Completing the ‘three bears’ is Siobhan Finneran, who gives a quietly sensational performance as matriarch Ivanna. Unable to break from her Jehovah’s Witness doctrine, Ivanna is left with little choice but to watch her family unit crumble before her eyes, and the desperate stoicism that Finneran evokes is genuinely unsettling at times. It’s hard to inspire sympathy in a character whose own bad choices are ruining not only their life but the lives of others sympathetic, but somehow Finneran manages to do that. Her nuanced performance adds more than one or two different layers to the film, making a genuinely intriguing and endlessly complicated protagonist out of a character who could so easily have been seen as a two dimensional villain. I fear that Apostasy will fly well under the radar of most awards bodies this year, but Siobhan Finneran certainly wouldn’t be out of place in any Best Actress category.

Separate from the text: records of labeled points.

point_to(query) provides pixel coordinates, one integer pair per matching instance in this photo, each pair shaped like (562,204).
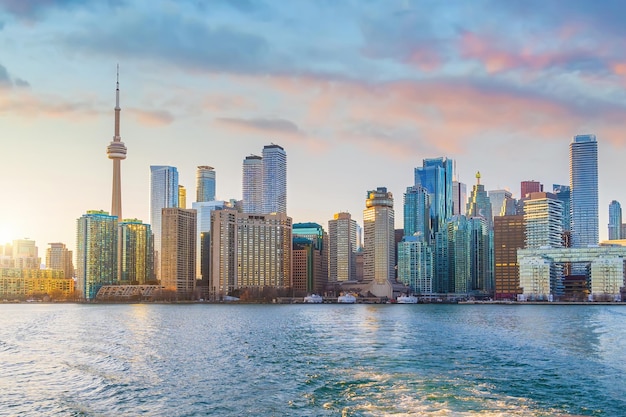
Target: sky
(358,93)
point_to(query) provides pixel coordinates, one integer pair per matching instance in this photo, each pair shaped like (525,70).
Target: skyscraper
(583,162)
(379,242)
(178,251)
(542,216)
(615,220)
(274,179)
(205,184)
(252,184)
(135,250)
(417,213)
(436,175)
(342,238)
(163,194)
(117,151)
(96,252)
(60,258)
(527,187)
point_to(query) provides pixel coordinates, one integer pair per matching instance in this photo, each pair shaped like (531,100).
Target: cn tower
(117,151)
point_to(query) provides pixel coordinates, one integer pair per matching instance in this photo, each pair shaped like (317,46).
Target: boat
(346,299)
(406,299)
(313,298)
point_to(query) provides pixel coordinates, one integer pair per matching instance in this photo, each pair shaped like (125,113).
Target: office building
(58,257)
(163,194)
(527,187)
(205,184)
(542,217)
(615,220)
(96,252)
(135,252)
(417,212)
(436,176)
(342,242)
(117,152)
(178,246)
(508,236)
(379,242)
(310,258)
(584,190)
(274,179)
(253,184)
(252,251)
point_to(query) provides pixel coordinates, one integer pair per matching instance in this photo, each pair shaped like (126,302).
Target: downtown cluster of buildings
(541,246)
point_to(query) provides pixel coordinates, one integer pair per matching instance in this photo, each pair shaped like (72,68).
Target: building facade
(274,179)
(342,242)
(96,252)
(135,252)
(379,242)
(178,259)
(584,190)
(205,184)
(253,184)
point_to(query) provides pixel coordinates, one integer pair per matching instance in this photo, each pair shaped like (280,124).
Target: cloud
(152,117)
(264,125)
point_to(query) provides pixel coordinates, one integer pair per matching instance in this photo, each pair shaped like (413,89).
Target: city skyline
(359,104)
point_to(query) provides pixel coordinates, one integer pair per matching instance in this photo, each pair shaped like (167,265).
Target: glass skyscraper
(274,179)
(163,194)
(583,165)
(615,220)
(205,184)
(96,252)
(435,175)
(252,185)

Overall, Apostasy is a challenging, frustrating but ultimately rewarding film that shines light on a subject and setting combination that audiences won’t be overly familiar with. It ticks all the boxes in terms of performances and thematic tension, and if you can come to terms with what I like to call ‘classic British drama’ pace, the slower, quieter burn, then there is a lot to digest and to think about long after the credits have rolled.

2 thoughts on “Apostasy (2017)

  1. Thanks for making me aware of this one. Zadie Smith, a British author whom I love, wrote a book with a Jehovah’s Witness mother in it: White Teeth.